Donc Duchamp a mis en application ce questionnement sur ce qui
fait une oeuvre d'art, ses critères.
Il s'est interrogé aussi sur un autre d'entre
eux : l'esthétique. Ainsi une lettre adressée à Hans
Richter datée de 1962 nous livre son but fondamental :
Lorsque j'ai découvert les ready-made je pensais
décourager l'esthétique (...) Je leur jetais le porte-bouteilles
et l'urinoir à la tête comme un défi, et maintenant ils les
admirent pour leur beauté esthétique.13(*)
Donc deux buts fondamentaux occupaient l'esprit de Duchamp,
refuser l'industrialisation et l'esthétique dans le domaine de l'art.
Nous verrons que nous sommes dans une tout autre conception avec le pop art,
malgré les points communs, qui demeurent du domaine du visuel. Dans tous
les cas, Marcel Duchamp ne transfigure ni le quotidien ni ses
représentants. En effet, si son choix s'est porté sur des objets
de la vie quotidienne, c'est pour leur banalité, pour leur
caractère quelconque.
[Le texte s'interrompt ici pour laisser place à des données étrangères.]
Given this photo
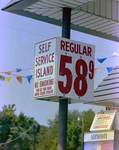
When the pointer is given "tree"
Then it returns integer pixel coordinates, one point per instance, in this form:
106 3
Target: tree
74 131
16 131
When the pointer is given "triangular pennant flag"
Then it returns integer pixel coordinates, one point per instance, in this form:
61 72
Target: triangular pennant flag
109 69
29 78
8 80
8 73
115 54
101 60
19 79
18 70
95 71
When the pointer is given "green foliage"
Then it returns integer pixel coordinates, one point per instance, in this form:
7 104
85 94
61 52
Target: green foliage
74 131
12 127
22 132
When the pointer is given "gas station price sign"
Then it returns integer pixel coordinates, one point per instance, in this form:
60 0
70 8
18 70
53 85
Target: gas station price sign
63 68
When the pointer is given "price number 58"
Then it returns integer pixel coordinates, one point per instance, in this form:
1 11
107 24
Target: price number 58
81 69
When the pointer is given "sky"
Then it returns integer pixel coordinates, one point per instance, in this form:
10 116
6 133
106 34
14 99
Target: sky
18 36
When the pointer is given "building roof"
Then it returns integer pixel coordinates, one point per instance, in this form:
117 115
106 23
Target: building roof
95 17
107 92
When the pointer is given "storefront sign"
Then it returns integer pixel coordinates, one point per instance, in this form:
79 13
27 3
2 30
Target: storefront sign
63 68
103 121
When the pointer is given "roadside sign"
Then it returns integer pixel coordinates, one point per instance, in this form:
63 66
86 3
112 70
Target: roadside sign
64 68
103 121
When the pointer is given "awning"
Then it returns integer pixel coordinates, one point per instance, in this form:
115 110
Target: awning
95 17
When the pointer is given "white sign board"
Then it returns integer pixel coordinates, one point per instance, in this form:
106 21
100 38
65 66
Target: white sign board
63 68
103 121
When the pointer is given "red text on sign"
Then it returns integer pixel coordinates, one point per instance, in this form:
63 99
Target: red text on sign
44 59
76 48
41 72
80 83
44 47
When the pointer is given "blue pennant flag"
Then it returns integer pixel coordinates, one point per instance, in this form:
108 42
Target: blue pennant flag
18 70
29 78
101 60
109 69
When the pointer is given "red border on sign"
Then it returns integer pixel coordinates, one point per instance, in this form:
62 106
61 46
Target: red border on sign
45 96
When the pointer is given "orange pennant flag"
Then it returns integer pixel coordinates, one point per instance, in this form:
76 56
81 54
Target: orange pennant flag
95 71
19 79
8 80
8 73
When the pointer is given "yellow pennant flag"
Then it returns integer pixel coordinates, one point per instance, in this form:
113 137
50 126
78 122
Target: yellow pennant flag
95 71
8 80
19 79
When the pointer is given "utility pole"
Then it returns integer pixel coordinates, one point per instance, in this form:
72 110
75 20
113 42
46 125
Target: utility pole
34 135
63 102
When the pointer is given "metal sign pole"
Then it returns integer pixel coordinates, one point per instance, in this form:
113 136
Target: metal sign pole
63 103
Son travail n'a pas consisté à
travailler en faveur de ces objets, mais il a consisté à
exploiter leur statut banal à ses propres fins.
Nous verrons que c'est essentiellement dans les années
1940-1945 que Ponge va s'intéresser aux peintres. Ainsi Braque
après une période cubiste qu'il partage avec Picasso s'est
intéressé à partir des années 30 aux
intérieurs et notamment aux Ateliers entre 1949 et 1956. Des
objets hétérogènes sont ainsi intégrés dans
des toiles, constituant une source d'inspiration et de réflexion pour
Ponge. Parallèlement, il intègre des éléments de la
nature comme du sable et de l'herbe dans ses toiles-paysages (sur la côte
normande de Varengeville), « voulant se mettre à l'unisson de
la nature ».
Matisse peint des objets familiers de son atelier comme s'ils
étaient aussi importants que des modèles (Fauteuil
rocaille, 1946, Nice, musée Matisse), entre 1943 et 1949 puis entre
1946 et 1949 ce sont des intérieurs qui mettent en valeur les objets
dans ces pièces : Le Silence habité des maisons,
1947, collection particulière.
Quant à Picasso, hormis la dimension peinture
engagée, on observe une focalisation sur le quotidien, l'objet de tous
les jours qui ne sont pas pour déplaire à Ponge : La
Cuisine (en deux versions), 1948, Paris, Musée Picasso, ou La
Joie de vivre (1947, Antibes, Musée Picasso) ou La
Chèvre (1950) qui présente un panier en osier et d'autres
objets hétéroclites.
Fautrier, après une période de figuration
expressionniste, fait surgir des visages, des corps et des paysages sur des
feuilles de papier qu'il couvre de couleurs et d'enduit blanc
atténuée ensuite : série des Têtes
d'otages à partir de 1945. Elles sont terre malaxée,
poussières, plâtres, graffiti de murs rongés.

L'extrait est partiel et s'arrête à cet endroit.